Tuesday, July 13, 2010
Big Question: How will Brady handle talks?
By John Clayton
How will Patriots QB Tom Brady handle his contract issues?
In New England, it’s all about team. Bill Belichick and the organization have stressed the team concept in winning three Super Bowls during the 2000s. Because it’s a team, the Patriots have asked their players to take a little less in pay in order to keep this team together. Like most Patriots, Brady took less and thought little about it.
Tom Brady is entering the last year under his contract.
Now, everyone is doing a lot of thinking. Brady is in the last year of his contract at a time it is very hard to do a long-term deal because of the league’s current labor woes. With Peyton Manning having some of the same difficulties in Indianapolis, the chances of a contract extension getting done for Brady before the start of camp would seem to be impossible.

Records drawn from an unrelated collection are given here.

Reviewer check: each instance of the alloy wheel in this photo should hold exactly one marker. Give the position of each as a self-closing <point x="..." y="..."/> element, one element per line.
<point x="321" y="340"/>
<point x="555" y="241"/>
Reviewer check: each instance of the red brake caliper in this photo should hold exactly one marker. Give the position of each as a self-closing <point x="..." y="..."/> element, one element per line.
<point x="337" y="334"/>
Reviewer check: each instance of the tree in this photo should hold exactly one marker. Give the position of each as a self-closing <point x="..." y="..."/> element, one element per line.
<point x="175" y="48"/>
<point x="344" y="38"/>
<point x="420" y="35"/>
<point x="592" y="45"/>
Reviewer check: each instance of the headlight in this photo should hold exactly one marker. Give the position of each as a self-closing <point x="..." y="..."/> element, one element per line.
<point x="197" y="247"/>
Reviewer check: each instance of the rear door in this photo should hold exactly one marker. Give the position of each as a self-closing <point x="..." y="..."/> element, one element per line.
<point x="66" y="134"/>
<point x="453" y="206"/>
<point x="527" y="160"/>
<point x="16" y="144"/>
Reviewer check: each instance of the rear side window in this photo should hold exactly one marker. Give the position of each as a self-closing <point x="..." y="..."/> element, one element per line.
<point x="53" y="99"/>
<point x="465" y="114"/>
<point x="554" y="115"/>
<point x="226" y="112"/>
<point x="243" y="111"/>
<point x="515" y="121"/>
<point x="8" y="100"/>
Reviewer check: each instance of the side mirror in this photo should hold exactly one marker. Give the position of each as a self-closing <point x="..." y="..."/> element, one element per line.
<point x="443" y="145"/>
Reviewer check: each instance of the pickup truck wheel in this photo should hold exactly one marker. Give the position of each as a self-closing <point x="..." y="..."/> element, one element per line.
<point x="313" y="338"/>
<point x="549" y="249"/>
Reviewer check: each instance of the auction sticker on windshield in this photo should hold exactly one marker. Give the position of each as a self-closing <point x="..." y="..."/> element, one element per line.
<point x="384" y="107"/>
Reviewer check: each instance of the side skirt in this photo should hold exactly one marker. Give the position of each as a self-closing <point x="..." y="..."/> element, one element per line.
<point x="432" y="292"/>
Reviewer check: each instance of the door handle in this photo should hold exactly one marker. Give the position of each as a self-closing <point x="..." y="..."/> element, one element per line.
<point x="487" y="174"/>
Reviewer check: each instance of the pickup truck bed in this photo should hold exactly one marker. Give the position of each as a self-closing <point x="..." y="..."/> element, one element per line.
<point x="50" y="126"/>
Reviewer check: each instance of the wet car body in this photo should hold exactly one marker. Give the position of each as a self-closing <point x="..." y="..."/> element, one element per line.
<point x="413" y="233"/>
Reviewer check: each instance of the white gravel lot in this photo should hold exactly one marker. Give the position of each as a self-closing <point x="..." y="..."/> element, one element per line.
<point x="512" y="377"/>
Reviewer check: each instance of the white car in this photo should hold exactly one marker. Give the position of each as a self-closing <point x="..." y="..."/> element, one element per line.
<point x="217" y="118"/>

Brady has a decision. Does he simply report and hope something gets done or does he try to make a statement with a holdout? A Brady holdout could be the biggest story of the NFL this summer. Over the past couple of years, Brady and his teammates have watched a few key members of the Super Bowl teams -- such as Asante Samuel and Richard Seymour -- leave in free agency or trades.
The Patriots face a potential holdout from Pro Bowl guard Logan Mankins, who arguably is the team’s best blocker. Top guards get $8 million a year, and the Patriots are offering $6.5 million.
Mankins hasn’t signed his restricted free-agent tender; it’s possible that tender will be reduced to 110 percent of his 2009 base salary, or $1.54 million. He can hold out without getting fined.
Odds favor Brady showing up in good faith and hoping for a deal, but he has made it clear he doesn’t want to take a discount in this next contract. No one knows where the salaries of Brady or Manning could end up. Some think Manning could end up commanding more than $20 million a year.
In the meantime, Brady has to decide if he wants to create controversy by making this a big story by not showing up for the start of camp. The ball is in his court.